SB2024120661 - openEuler 20.03 LTS SP4 update for kernel

Main Vulnerability Database SB2024120661

SB2024120661 - openEuler 20.03 LTS SP4 update for kernel

Published: December 6, 2024

Security Bulletin ID SB2024120661

CSH Severity

Low

Patch available

YES

Number of vulnerabilities 9

Exploitation vector Local access

Highest impact Denial of service

Breakdown by Severity

Low
Medium
High
Critical

Description

This security bulletin contains information about 9 vulnerabilities.

1) Resource management error (CVE-ID: CVE-2024-50148)

CWE-ID: CWE-399 - Resource Management Errors

CVSSv4: CVSS:4.0/AV:L/AC:L/AT:N/PR:L/UI:N/VC:N/VI:N/VA:H/SC:N/SI:N/SA:N/E:U/U:Clear

The vulnerability allows a local user to perform a denial of service (DoS) attack.

The vulnerability exists due to resource management error within the bnep_init() function in net/bluetooth/bnep/core.c. A local user can perform a denial of service (DoS) attack.

2) Input validation error (CVE-ID: CVE-2024-50230)

CWE-ID: CWE-20 - Improper input validation

CVSSv4: CVSS:4.0/AV:L/AC:L/AT:N/PR:L/UI:N/VC:N/VI:N/VA:H/SC:N/SI:N/SA:N/E:U/U:Clear

The vulnerability allows a local user to perform a denial of service (DoS) attack.

The vulnerability exists due to improper input validation within the nilfs_clear_dirty_page() function in fs/nilfs2/page.c. A local user can perform a denial of service (DoS) attack.

3) Memory leak (CVE-ID: CVE-2024-50236)

CWE-ID: CWE-401 - Missing release of memory after effective lifetime

CVSSv4: CVSS:4.0/AV:L/AC:L/AT:N/PR:L/UI:N/VC:N/VI:N/VA:H/SC:N/SI:N/SA:N/E:U/U:Clear

The vulnerability allows a local user to perform a denial of service (DoS) attack.

The vulnerability exists due to memory leak within the wmi_process_mgmt_tx_comp() and ath10k_wmi_mgmt_tx_clean_up_pending() functions in drivers/net/wireless/ath/ath10k/wmi.c, within the ath10k_wmi_tlv_op_cleanup_mgmt_tx_send() function in drivers/net/wireless/ath/ath10k/wmi-tlv.c. A local user can perform a denial of service (DoS) attack.

4) Out-of-bounds read (CVE-ID: CVE-2024-50262)

CWE-ID: CWE-125 - Out-of-bounds read

CVSSv4: CVSS:4.0/AV:L/AC:L/AT:N/PR:L/UI:N/VC:N/VI:N/VA:H/SC:N/SI:N/SA:N/E:U/U:Clear

The vulnerability allows a local user to perform a denial of service (DoS) attack.

The vulnerability exists due to an out-of-bounds read error within the trie_get_next_key() function in kernel/bpf/lpm_trie.c. A local user can perform a denial of service (DoS) attack.

5) Memory leak (CVE-ID: CVE-2024-50265)

CWE-ID: CWE-401 - Missing release of memory after effective lifetime

CVSSv4: CVSS:4.0/AV:L/AC:L/AT:N/PR:L/UI:N/VC:N/VI:N/VA:H/SC:N/SI:N/SA:N/E:U/U:Clear

The vulnerability allows a local user to perform a denial of service (DoS) attack.

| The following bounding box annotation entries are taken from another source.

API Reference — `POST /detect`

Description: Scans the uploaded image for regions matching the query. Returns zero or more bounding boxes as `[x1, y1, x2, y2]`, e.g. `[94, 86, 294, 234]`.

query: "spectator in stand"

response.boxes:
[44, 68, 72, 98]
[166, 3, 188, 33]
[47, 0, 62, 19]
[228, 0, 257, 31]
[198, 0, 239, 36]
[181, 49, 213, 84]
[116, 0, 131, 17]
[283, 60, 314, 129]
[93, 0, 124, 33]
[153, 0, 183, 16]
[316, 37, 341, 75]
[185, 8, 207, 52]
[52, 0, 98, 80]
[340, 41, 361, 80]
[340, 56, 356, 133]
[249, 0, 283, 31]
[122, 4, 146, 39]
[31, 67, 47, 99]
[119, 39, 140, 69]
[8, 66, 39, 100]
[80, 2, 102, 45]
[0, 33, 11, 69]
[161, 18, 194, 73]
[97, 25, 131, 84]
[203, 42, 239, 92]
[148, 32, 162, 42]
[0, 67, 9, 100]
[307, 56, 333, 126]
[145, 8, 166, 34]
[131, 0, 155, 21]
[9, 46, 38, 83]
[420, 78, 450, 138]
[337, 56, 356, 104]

The vulnerability exists due to memory leak within the ocfs2_xa_remove() function in fs/ocfs2/xattr.c. A local user can perform a denial of service (DoS) attack.

6) Input validation error (CVE-ID: CVE-2024-50299)

CWE-ID: CWE-20 - Improper input validation

CVSSv4: CVSS:4.0/AV:L/AC:L/AT:N/PR:L/UI:N/VC:N/VI:N/VA:H/SC:N/SI:N/SA:N/E:U/U:Clear

The vulnerability allows a local user to perform a denial of service (DoS) attack.

The vulnerability exists due to improper input validation within the sctp_sf_ootb() function in net/sctp/sm_statefuns.c. A local user can perform a denial of service (DoS) attack.

7) Improper locking (CVE-ID: CVE-2024-53052)

CWE-ID: CWE-667 - Improper Locking

CVSSv4: CVSS:4.0/AV:L/AC:L/AT:N/PR:L/UI:N/VC:N/VI:N/VA:H/SC:N/SI:N/SA:N/E:U/U:Clear

The vulnerability allows a local user to perform a denial of service (DoS) attack.

The vulnerability exists due to improper locking within the io_write_prep() and io_write() functions in io_uring/io_uring.c. A local user can perform a denial of service (DoS) attack.

8) NULL pointer dereference (CVE-ID: CVE-2024-53060)

CWE-ID: CWE-476 - NULL Pointer Dereference

CVSSv4: CVSS:4.0/AV:L/AC:L/AT:N/PR:L/UI:N/VC:N/VI:N/VA:H/SC:N/SI:N/SA:N/E:U/U:Clear

The vulnerability allows a local user to perform a denial of service (DoS) attack.

The vulnerability exists due to NULL pointer dereference within the amdgpu_atif_call() function in drivers/gpu/drm/amd/amdgpu/amdgpu_acpi.c. A local user can perform a denial of service (DoS) attack.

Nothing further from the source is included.